My home state of Massachusetts can claim to be the first in many things in this country. The Boston Commons was the first public park. Boston Latin, not surprisingly also in Boston, was the first public school. Boston is also home to the first free municipal library and the first underground metro. The first modern World Series of baseball was played in Boston. These are just a few examples of the many ‘firsts’ that Massachusetts can claim.
However, there’s one troubling area where Massachusetts lags nearly all 50 States - public access to government records.
With any luck this week, Massachusetts will become the 47th state to pass a bill that updates Massachusetts’ antiquated public access laws by, among other things, requiring courts to award attorney’s fees to those wrongly denied access to public records.
The proposed bill also sets clear timetables for agencies and localities to produce records and would limit to $25 an hour the fees that can be charged for responding to public record requests.

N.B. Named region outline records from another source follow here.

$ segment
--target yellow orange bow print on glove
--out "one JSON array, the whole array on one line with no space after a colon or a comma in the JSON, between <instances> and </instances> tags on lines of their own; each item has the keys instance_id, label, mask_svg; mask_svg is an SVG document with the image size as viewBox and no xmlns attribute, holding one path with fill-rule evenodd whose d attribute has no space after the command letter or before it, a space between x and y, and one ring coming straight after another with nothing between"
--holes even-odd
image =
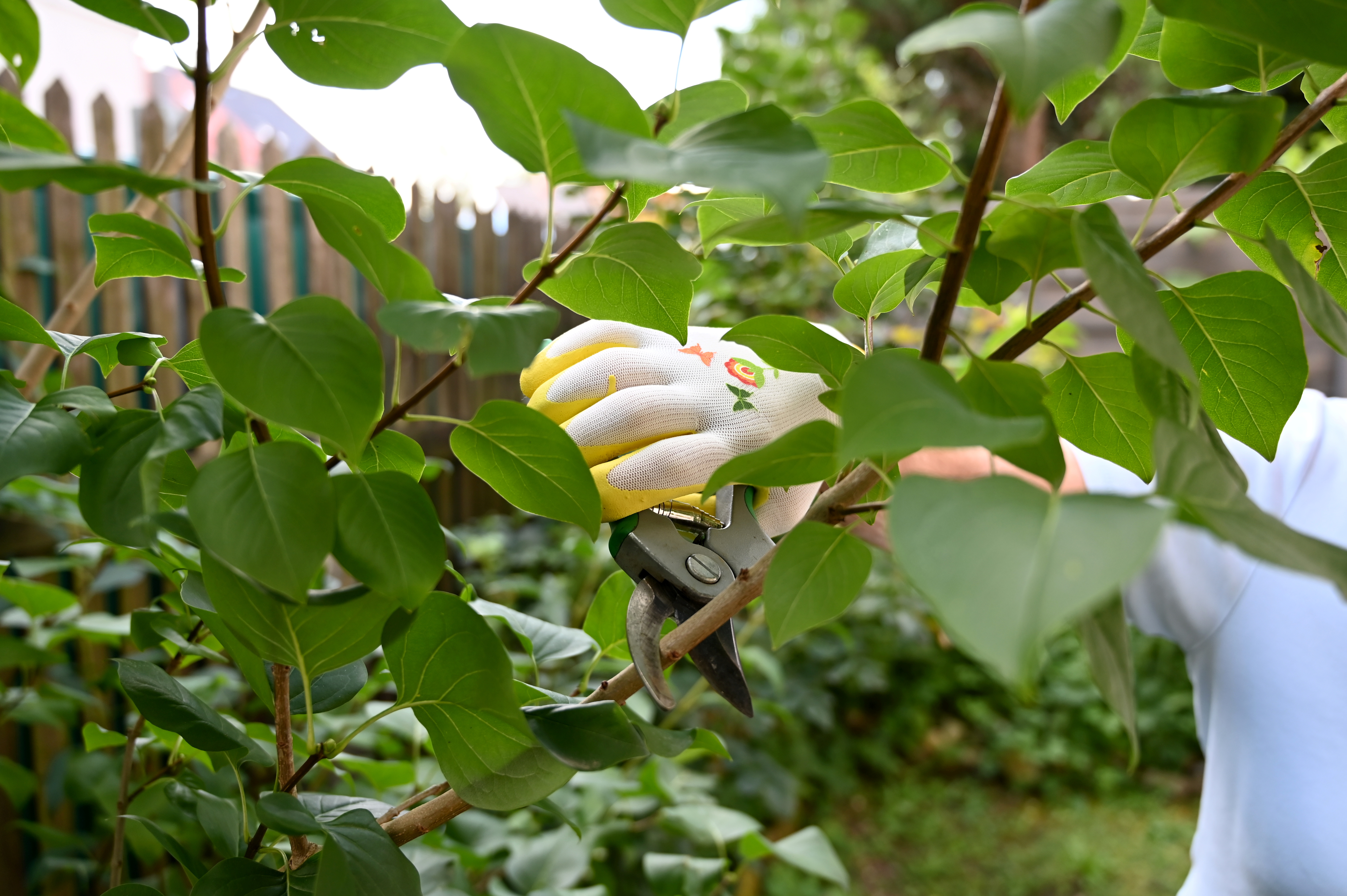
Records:
<instances>
[{"instance_id":1,"label":"yellow orange bow print on glove","mask_svg":"<svg viewBox=\"0 0 1347 896\"><path fill-rule=\"evenodd\" d=\"M679 499L698 503L715 468L818 419L814 373L765 365L723 329L688 327L688 342L616 321L587 321L544 348L520 376L528 406L575 439L613 521ZM841 338L841 337L839 337ZM769 535L804 515L816 488L773 488L758 511ZM710 508L707 508L710 509Z\"/></svg>"}]
</instances>

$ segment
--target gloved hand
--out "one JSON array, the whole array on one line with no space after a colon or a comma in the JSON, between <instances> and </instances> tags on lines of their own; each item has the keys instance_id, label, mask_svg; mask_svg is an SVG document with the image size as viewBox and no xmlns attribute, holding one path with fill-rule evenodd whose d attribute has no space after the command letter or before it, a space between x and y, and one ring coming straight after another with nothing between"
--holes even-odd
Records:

It also requires agencies to make documents available electronically — also further cutting down on costs to respond to requests. And eventually, it requires state agencies to post the most frequently requested records online.
While opponents fear the burden that this law may place on city, town and court clerks, they really have nothing to fear at all. With all the new advancements made in text analysis technologies, there are now systems available that can nearly fully automate the tasks — classifying, indexing and redacting documents —that previously stood in the way of providing access to records in response to information requests.